Induction of diabetes.
Diabetes was induced by an i.v.
injection (tail vein) of streptozotocin (55 mg/k) dissolved in 0.1 M
citrate buffer (pH 4.5). Nondiabetic control animals (age-matched
controls) received injections with an equivalent volume of the vehicle
(citrate buffer) only. All rats were allowed to drink a 10% glucose
solution for the first 24 hr after the injection of streptozotocin.
Diabetes mellitus was confirmed by the presence of hyperglycemia. Serum
thyroxine (T4) and serum triiodothyronine (T3)

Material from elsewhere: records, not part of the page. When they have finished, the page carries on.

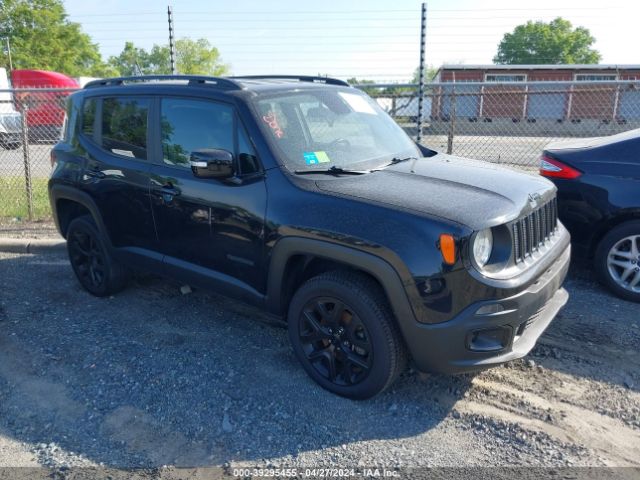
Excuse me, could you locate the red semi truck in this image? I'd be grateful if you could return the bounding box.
[11,70,80,142]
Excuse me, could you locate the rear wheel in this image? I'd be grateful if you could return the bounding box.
[288,271,406,399]
[67,215,129,297]
[595,220,640,302]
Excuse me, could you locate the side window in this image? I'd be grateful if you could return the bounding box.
[82,98,97,138]
[160,98,235,168]
[102,97,149,160]
[238,123,260,175]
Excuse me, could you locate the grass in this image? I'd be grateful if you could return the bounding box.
[0,177,51,220]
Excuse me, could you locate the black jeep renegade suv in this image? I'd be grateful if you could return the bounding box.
[49,76,570,399]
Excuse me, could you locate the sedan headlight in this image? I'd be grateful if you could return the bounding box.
[472,228,493,268]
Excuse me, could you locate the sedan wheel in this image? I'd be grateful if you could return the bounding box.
[607,235,640,293]
[594,220,640,302]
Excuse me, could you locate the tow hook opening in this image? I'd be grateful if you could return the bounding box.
[467,325,513,352]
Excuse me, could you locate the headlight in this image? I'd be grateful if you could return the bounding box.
[473,228,493,268]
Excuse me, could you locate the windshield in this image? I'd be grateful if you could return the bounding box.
[255,88,421,171]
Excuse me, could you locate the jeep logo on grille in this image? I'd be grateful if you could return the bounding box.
[529,193,542,208]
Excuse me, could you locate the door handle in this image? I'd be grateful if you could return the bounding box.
[84,170,106,178]
[154,183,180,203]
[158,184,180,197]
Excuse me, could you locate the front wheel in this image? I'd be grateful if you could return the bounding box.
[595,220,640,302]
[67,215,129,297]
[288,271,406,400]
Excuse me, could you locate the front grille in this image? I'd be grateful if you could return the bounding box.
[511,197,558,263]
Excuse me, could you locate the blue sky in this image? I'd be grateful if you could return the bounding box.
[65,0,640,81]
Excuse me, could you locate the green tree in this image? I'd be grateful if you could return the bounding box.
[0,0,110,77]
[493,17,601,65]
[109,38,229,76]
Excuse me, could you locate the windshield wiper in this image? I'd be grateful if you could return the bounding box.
[293,165,370,175]
[372,157,418,173]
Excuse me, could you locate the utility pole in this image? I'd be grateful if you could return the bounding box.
[416,3,427,143]
[167,5,178,75]
[6,37,13,71]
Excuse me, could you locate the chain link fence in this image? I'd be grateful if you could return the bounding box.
[358,81,640,171]
[0,81,640,219]
[0,88,74,219]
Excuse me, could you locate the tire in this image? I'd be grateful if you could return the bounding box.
[67,215,130,297]
[594,220,640,302]
[288,271,407,400]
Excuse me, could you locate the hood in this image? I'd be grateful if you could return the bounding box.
[316,153,556,230]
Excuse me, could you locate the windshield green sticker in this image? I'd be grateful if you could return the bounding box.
[302,152,331,165]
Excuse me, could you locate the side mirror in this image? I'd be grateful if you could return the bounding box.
[189,148,233,178]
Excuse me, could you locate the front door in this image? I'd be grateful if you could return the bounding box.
[80,96,156,253]
[151,98,266,292]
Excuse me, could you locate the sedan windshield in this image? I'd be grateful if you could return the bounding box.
[255,88,421,172]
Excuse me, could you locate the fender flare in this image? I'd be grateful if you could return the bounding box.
[49,185,113,250]
[266,237,416,330]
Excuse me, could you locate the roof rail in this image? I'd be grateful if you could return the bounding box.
[84,75,242,90]
[227,75,351,87]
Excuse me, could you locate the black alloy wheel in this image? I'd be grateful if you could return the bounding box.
[299,297,373,386]
[66,215,129,297]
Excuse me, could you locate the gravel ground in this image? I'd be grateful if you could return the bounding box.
[0,248,640,478]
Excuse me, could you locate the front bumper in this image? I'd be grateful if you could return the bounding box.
[405,242,571,374]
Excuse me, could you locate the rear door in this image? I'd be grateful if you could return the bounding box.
[80,96,156,254]
[151,97,266,291]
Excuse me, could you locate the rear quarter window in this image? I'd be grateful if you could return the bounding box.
[82,98,96,138]
[100,98,149,160]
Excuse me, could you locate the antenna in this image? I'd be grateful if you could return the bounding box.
[167,5,178,75]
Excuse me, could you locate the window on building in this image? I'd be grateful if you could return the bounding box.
[102,97,149,160]
[576,73,618,82]
[484,73,527,83]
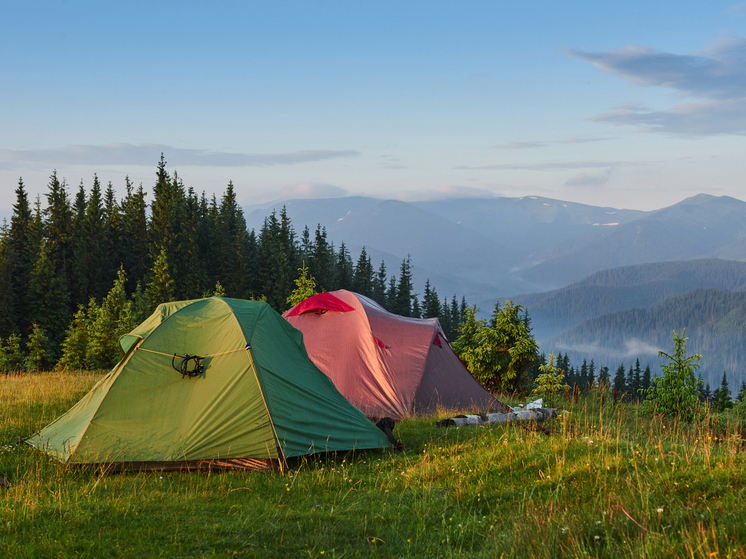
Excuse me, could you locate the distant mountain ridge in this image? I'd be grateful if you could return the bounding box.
[246,194,746,303]
[502,259,746,340]
[542,289,746,390]
[246,194,746,388]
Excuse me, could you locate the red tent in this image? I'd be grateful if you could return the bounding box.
[283,290,509,419]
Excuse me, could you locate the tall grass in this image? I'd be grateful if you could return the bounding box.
[0,373,746,558]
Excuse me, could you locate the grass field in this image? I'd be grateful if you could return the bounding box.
[0,373,746,559]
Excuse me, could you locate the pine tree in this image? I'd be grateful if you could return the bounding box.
[438,297,450,340]
[391,256,413,316]
[0,332,26,372]
[87,268,135,369]
[372,260,386,307]
[147,249,175,310]
[121,177,153,293]
[335,241,354,290]
[598,366,611,389]
[57,301,90,370]
[422,279,442,320]
[6,180,34,332]
[384,275,396,312]
[75,174,107,301]
[44,171,75,312]
[350,246,374,297]
[712,371,733,413]
[103,181,124,281]
[0,224,15,339]
[28,239,70,359]
[412,293,422,318]
[259,212,290,312]
[640,365,652,391]
[736,380,746,403]
[308,225,332,294]
[287,262,316,307]
[451,293,460,338]
[702,382,712,402]
[24,324,54,371]
[613,363,628,396]
[578,359,590,390]
[633,359,644,398]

were analyzed by radioimmunoassay (Weeke and Orskov, 1975
; Gotzsche,
1983
). Animals in the diabetic groups were excluded from the study if
blood glucose was less than 250 mg/dl. In some animals (approximately
10-15%), despite the streptozotocin injection, diabetes was not
developed. Therefore, these animals were excluded from the study and
were immediately replaced.
Isolated working heart preparation.
Rats were anesthetized
with i.p. pentobarbital sodium (60 mg/kg body weight) and then given
i.v. heparin (500 IU/kg). After thoracotomy, the heart was excised and
placed in ice-cold perfusion buffer. Immediately after preparation, the
aorta was cannulated, and the heart was perfused according to the
Langendorff method (buffer was oxygenated with the mixture of 95%
O2 and 5% CO2 at 37°C) for a 5-min washout
period at a constant perfusion pressure equivalent to 100 cm of water
(10 kPa). The perfusion medium consisted of a modified Krebs-Henseleit
bicarbonate buffer [(millimolar concentration) sodium chloride 118, potassium chloride 4.7, calcium chloride 1.7, sodium bicarbonate 25, potassium biphosphate 0.36, magnesium sulfate 1.2 and glucose 10].
After the washout period, the Langendorff preparation was switched to
the working mode with a left atrial filling pressure of 1.7 kPa (17 cm
H2O) and aortic afterload pressure of 10.0 kPa (100 cm
H2O) as previously described (Tosaki and Hellegouarch,
1994
). Aortic flow was measured by an in-line calibrated rotameter.
Coronary flow rate was estimated by timed collection of the coronary
perfusate that dripped from the heart.
Induction of ischemia and reperfusion. After a 10-min aerobic perfusion of the heart, the atrial inflow and aortic outflow lines were clamped at a point close to the origin of the aortic cannula. Reperfusion was initiated by unclamping the atrial inflow and aortic outflow lines. To prevent the myocardium from drying out during normothermic global ischemia, the thermostated glassware (in which hearts were suspended) was covered and the humidity was kept at a constant level (95-98%) and controlled by a hydrometer.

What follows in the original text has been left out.